One Armed Handstand Madness
A article about the madness behind it
I don’t know for how long I’ve been longing for this move, this balance, this control, being able to balance on a car pretending to surf the streets. But since this is reckless, and stupid madness I can’t write an article about it. Instead I’m stuck with a much simpler and less impressive move, the one armed handstand, though it’s still madness.
The one armed handstand requires the strength of a polar bear, the balance of a puma, the agility of a hippo and the mind of monkey. Nice collection of madness right there, and if you can control all of em, you’re doing a one armed handstand.

It's for sure an awesome picture, yes that is me. The beauty of this picture that you didn't see the fall who came 1.5 seconds after this was shot. Pretty awesome when the truth is this; the total time spent on one arm was only 2 seconds...
Madness
Yes, this is the first statement I hear when I’m talking about one armed handstands. And to be honest, it is. There isn’t anything natural being on hands, especially when it comes to balance on only one of them. However if you look at the risks doing it, which ain’t to many of them, you will see that this is for sure an awesome move to learn. What are the risks behind it? Truth is none. There isn’t a long way to fall, landing on your back or head wouldn’t hurt you, I reckon the biggest risk is waving your feet until you hit something or somebody. What I’m trying to say is that if you are alone, on a desert place, and suddenly got the urge to learn a one armed handstand, there shouldn’t be a question!
If there’s people around, be sure to notify them about your waving feet and keep away from stores and breakable things like cars and ducks.
What are you thinking about?
Hopefully your not thinking about too much at this moment, that is if your find yourself upside down attempting the one armed handstand. It may help you to think that you’re a crooked pole leaning for support, but then realize that you can’t get it and decide to just stand there and wait, on one arm. Okay I admit that was a pretty bad picture, everybody knows that poles don’t have arms. What I meant to say was, try to think that you are a crazy, attention sick, starstruck, polar bear attempting a one armed handstand in front of seven amazed Eskimo’s with their newly acquired camera given from Queen Elisabeth herself in a attempt of getting a look at how English Eskimos lives, and what they encounter in the desert fields of snow and blizzards. Now in a situation like that you can’t fail and that’s the only thing you should be thinking of while attempting that one armed handstand. It’s madness.

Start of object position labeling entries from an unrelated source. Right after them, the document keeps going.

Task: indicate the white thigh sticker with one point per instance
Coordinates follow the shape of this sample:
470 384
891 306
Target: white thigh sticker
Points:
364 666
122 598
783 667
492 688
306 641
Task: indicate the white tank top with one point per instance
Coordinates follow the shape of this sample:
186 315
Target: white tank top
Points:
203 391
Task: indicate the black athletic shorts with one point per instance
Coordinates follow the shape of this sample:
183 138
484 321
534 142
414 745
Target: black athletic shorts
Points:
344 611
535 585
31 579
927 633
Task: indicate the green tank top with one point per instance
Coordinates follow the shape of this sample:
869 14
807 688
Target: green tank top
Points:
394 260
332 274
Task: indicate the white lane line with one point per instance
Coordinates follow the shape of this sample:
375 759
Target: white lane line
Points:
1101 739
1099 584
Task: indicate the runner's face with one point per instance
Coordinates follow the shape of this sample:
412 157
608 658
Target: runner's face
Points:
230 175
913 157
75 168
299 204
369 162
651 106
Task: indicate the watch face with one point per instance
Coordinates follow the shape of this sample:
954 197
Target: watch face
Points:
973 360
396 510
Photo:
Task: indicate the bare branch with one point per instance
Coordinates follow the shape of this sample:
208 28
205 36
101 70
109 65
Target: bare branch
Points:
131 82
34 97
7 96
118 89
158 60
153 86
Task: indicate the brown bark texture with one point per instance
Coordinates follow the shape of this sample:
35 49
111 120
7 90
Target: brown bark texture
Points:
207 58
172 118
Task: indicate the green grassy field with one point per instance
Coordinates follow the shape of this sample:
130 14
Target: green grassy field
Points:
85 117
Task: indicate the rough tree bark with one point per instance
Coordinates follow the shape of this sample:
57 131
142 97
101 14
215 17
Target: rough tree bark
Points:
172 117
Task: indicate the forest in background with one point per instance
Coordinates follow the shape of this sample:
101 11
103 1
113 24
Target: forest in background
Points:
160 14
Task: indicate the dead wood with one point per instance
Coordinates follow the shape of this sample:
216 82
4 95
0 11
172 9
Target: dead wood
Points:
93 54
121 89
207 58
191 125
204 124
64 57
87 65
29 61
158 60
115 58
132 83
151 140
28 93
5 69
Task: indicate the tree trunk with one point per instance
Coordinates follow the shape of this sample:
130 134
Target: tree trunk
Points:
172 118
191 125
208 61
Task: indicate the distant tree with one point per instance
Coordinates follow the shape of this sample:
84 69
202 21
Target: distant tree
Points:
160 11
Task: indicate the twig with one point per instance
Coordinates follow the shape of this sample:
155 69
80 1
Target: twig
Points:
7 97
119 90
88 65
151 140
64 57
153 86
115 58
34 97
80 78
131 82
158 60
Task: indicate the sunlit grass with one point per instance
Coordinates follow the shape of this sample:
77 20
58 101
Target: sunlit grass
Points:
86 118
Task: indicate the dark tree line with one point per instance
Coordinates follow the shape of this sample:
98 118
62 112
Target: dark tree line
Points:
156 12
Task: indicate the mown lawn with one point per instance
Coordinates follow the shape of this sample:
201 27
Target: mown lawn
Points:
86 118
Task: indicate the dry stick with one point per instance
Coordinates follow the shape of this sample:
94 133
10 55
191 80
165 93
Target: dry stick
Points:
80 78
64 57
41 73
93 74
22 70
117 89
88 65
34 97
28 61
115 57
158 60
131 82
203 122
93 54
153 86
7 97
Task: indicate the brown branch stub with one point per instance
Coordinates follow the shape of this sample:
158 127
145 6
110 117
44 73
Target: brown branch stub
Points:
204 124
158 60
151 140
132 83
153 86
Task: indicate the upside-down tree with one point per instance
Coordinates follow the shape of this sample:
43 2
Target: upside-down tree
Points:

What you shouldn’t think..
There’s so much you shouldn’t think of attempting this. But the most important thing is not thinking that now you’ll fail, or that if you left the stove on, or how you look, or who’s taking picture of, who’s laughing at you or if the ground hurts if you fall, cause it does, or when you are failing, how you are failing, why you didn’t pick the other arm, why you did it in front of so many people with cameras, or thinking “is there a kid behind me now?”. Avoiding these and you’ll stand about two seconds longer, which will make a good snapshot like the one on the top of the article.
Reasons
There’s pros and cons for everything, however in this particular case it’s just pros. What on earth could be negative controlling a one armed handstand. I mean come on. I should also notify that being able to stand on one hand balancing creates a lot of tension in the crowd, a bit of gasping and mouth dropping jaws which is a very good reason to do it. It’s ever so fun watching people who have funny looking grimaces locked on you.
The technique
If you’re not worried about the technique itself, you should. Not only is it hard balancing on two hands, but it’s even worse when you have to lean to one side or another to create the balance needed, and the worst part is: there is so many different ways to position your feet that it isn’t even fun! Spread legs, closed legs, bent legs, one bent leg, bent different directions and so on. However it’s said that the two easiest and perhaps most used ones are the spread and closed legs variate.
Another part of the technique is how far you have to lean to either side, the balance point is hard to find, and even harder to maintain once found, but when you do find it try to get there at every other attempt and hold the position as long as possible. You will get it someday. And when I get it someday I’ll write an tutorial about it, and not a wishful article.